Plaintiff-prosecutor attempts to show by depositions that the judgment was in reality a compromise settlement entered upon the consent of the defendants, and made a similar attempt before the District Court judge on the return of the rule to show cause.
Prosecutor writes down several reasons for setting aside the action of the lower court, but they fall generally into two propositions, first, that the District Court had no power to open a judgment more than thirty days after its entry, except upon the ground of newly discovered evidence which was not the ground here; and second, that the judgment was entered upon the consent and stipulation of the defendants and they are not now in position to question it.

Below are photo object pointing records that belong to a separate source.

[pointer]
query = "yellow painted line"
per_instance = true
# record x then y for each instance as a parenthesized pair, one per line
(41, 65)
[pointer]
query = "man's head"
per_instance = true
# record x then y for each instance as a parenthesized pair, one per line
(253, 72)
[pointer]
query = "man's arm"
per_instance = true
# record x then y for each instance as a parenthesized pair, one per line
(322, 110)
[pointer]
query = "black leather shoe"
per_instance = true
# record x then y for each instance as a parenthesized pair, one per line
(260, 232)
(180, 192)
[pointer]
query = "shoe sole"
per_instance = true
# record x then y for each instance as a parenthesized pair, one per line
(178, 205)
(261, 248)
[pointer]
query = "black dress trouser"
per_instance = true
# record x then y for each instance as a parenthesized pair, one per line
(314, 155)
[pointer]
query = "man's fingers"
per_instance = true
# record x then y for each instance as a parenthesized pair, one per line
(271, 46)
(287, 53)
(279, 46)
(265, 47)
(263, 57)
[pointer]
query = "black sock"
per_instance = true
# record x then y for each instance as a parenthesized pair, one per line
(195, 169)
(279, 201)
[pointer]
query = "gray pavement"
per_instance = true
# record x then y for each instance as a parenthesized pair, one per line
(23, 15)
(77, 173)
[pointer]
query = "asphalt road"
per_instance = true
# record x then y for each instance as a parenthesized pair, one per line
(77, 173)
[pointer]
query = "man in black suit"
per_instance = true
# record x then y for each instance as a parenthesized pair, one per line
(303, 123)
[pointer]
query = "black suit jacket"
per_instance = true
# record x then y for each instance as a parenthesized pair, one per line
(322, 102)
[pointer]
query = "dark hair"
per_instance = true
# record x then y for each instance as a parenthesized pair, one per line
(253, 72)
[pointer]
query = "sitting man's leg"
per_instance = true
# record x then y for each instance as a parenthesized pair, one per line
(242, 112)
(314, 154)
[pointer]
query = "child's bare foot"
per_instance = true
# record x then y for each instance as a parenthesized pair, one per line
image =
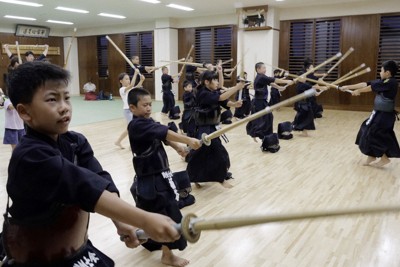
(369, 160)
(119, 145)
(384, 160)
(304, 133)
(170, 259)
(226, 184)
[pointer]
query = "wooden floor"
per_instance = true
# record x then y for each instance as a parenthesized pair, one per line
(320, 172)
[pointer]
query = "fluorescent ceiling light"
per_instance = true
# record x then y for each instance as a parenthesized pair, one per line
(151, 1)
(18, 17)
(180, 7)
(72, 9)
(112, 16)
(24, 3)
(59, 22)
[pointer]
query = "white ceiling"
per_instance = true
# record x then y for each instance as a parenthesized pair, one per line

As to the second question, it is sufficient to say that the docket indicates a "no appearance" followed by a judgment by default, and there is nothing in the record of the court below to justify treating the judgment as other than an ordinary one by default. A formal judgment might have been entered upon proofs or stipulations in open court, but this was not done. We are constrained to deal with the record as we find it and to inquire to see if the formalities required by the statute were complied with.
Prosecutor contends that the court below was without power to open the judgment because of R.S. 2:32-121 which provides "An application for a new trial, except for newly discovered evidence, shall be made within thirty days after judgment." However, this is not a case of awarding a new trial after the entry of a proper judgment. The challenge here was directed to the validity of the judgment and a void judgment may be vacated at any time on motion of the party against whom it is entered. Collyer v. McDonald, 123 N.J.L. 547 ; Gloucester City Trust Co. v. Goodfellow, 121 Id. 546; Westfield Trust Co. v. Court of Common Pleas, 115 Id. 86; Gimbel Bros. v. Corcoran, 15 N.J. Mis. R. 538.

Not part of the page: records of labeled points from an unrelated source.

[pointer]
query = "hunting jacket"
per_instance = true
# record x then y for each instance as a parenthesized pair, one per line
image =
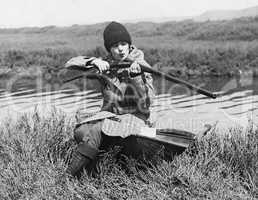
(123, 93)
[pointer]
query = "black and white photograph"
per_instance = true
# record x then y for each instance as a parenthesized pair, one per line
(139, 100)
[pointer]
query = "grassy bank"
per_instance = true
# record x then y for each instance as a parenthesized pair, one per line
(34, 152)
(185, 48)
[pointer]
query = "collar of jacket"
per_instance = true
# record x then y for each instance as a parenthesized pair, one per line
(134, 55)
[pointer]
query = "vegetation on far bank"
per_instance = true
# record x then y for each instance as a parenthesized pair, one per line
(34, 151)
(186, 48)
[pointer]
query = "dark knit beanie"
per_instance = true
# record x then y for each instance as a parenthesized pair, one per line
(114, 33)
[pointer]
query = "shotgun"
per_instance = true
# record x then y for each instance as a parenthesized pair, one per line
(117, 65)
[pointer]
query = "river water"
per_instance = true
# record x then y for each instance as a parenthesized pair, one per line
(174, 106)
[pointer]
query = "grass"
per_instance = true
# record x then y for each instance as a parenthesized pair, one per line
(35, 149)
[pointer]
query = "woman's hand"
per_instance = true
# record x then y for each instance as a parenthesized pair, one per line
(102, 65)
(135, 69)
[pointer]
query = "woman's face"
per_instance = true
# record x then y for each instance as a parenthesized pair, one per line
(120, 51)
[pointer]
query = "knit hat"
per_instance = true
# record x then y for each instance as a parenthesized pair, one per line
(114, 33)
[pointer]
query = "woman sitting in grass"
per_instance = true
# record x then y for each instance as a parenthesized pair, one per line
(129, 91)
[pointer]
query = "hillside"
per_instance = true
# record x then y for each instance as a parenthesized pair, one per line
(187, 47)
(227, 14)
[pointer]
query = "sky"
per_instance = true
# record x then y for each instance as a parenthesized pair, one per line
(28, 13)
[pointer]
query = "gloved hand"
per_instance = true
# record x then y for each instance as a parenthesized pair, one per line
(135, 69)
(102, 65)
(80, 61)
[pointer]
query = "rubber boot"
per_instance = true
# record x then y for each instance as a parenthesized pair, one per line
(77, 164)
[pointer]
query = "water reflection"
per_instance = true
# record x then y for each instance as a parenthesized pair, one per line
(237, 96)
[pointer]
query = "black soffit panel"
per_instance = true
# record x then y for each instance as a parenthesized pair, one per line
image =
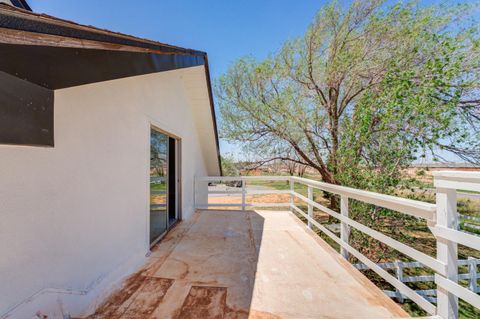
(26, 116)
(58, 67)
(26, 94)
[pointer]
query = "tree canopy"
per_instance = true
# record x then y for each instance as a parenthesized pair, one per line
(367, 90)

Prosecutor makes no serious attempt to argue that the affidavit upon which the default judgment was entered was sufficient. We think it was not in compliance with R.S. 2:32-118 and 119 in that it did not contain a copy of the instrument sued on, did not aver such facts as would warrant a recovery if such facts were proved by witnesses, and it did not appear that the affiant had competent knowledge of the facts sworn to.
We therefore conclude that the court below was correct in holding the affidavit insufficient, that the court had power to set aside a void judgment more than thirty days after its entry, and that the record is such that the judgment cannot be sustained in the absence of compliance with the statutes cited.
This leads to the dismissal of the writ.